To further explore the therapeutic potentials of ATA, we determined the selectivity index (SI) as defined by the ratio of drug concentration causing cellular toxicity to that producing anti-viral effect. To this end, non-radioisotope cell proliferation analysis system XTT from Roche (Mannheim, Germany) was used. CC50 indicates the concentration that causes 50% of the cytotoxicity, while EC50 means the concentration of inhibitors that inhibited 50% of the virus replication. We found that the SI of ATA is 187 versus 30 of IFN α and 20 of IFN β; indicating ATA has a great potential to be a potent anti-viral compound with low toxicity (Table 1 ).

Table 1

Selection index of inhibitors

	CC50	EC50	SI
ATA	37.5 mg/ml	0.2 mg/ml	187
IFN α	15,000 IU/ml	500 IU/ml	30
IFN β	10,000 IU/ml	500 IU/ml	20

Vero cells were seeded in a 96-well plate.

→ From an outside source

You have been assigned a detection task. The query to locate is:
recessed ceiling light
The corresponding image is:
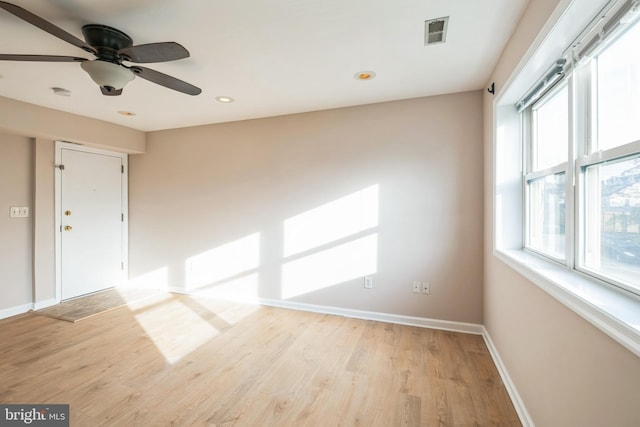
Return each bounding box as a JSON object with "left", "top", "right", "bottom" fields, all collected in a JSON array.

Dilutions of ATA, interferons α and β were added. After 24 h. Fifty microliters of reaction solution from XTT kit was added to each well and incubated at 37 °C for 4 h. Activities of cell proliferations were reflected by readings of spectrophotometry. The concentrations of each reagent that inhibits 50% cell proliferation activities (CC50) were used to compare with the concentration that inhibit 50% of SARS-CoV replication (EC50), and designated as the selection index (SI).

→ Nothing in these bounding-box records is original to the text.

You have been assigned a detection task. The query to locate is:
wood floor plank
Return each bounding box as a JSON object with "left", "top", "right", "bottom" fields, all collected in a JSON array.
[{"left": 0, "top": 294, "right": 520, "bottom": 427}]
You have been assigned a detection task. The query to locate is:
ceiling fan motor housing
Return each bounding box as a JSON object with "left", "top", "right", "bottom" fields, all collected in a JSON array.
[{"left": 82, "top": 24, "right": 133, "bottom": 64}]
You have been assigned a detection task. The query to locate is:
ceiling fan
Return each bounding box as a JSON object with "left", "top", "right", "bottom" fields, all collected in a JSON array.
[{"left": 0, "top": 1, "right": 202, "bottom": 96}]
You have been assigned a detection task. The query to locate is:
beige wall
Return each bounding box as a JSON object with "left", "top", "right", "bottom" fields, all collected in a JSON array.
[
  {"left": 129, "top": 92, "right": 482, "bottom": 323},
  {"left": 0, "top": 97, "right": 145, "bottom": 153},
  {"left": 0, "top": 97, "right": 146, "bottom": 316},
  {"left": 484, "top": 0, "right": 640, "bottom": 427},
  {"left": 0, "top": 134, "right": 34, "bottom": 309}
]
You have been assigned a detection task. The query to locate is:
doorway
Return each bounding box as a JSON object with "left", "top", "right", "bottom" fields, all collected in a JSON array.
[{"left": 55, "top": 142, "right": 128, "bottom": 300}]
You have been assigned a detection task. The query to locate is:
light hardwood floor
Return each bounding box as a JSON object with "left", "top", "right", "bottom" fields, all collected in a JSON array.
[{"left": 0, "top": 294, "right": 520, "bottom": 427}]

Because of its low toxicity in cell culture and animals [17], [18], ATA has been evaluated for its anti-viral activities such as immunodeficiency virus type I [17], [19]. However, the mechanism involved in its ability of inhibiting virus replication in those studies remains largely unknown, as is also the case in our current studies on SARS-CoV. The potency of ATA against SARS-CoV replication is also higher than that of the reported chemicals such as glycyrrhizin and recently reported nelfinavir [12], [20]; both drug candidates were reported to have two logs or less inhibition effect on SARS-CoV replication, while ATA showed more than three logs of inhibition effect. The biological activities of ATA have been demonstrated to be quite complicated, including inhibition of protein synthesis, prevention of the attachment of mRNA to ribosomes in cell-free systems, and suppression of enzymes involved in polynucleotide metabolism [21]. How ATA exerts its anti-SARS-CoV activities will require vigorous characterization. Our preliminary result indicated that ATA could inhibit SARS-CoV RNA synthesis (data not shown). Vaccine development could take years to complete and serious adverse reactions have been reported in other coronavirus vaccine studies, i.e., exacerbation of disease in animals received vaccines prior to infection [22]. Certain precautions have been proposed for the development of SARS-CoV vaccines due to potential detrimental effects [23], therefore the search for anti-SARS-CoV drugs must be pursued. Here, we report for the first time that ATA is a potent anti-SARS compound with low toxicity in tissue culture, suggesting that it could have therapeutic value for SARS in patients.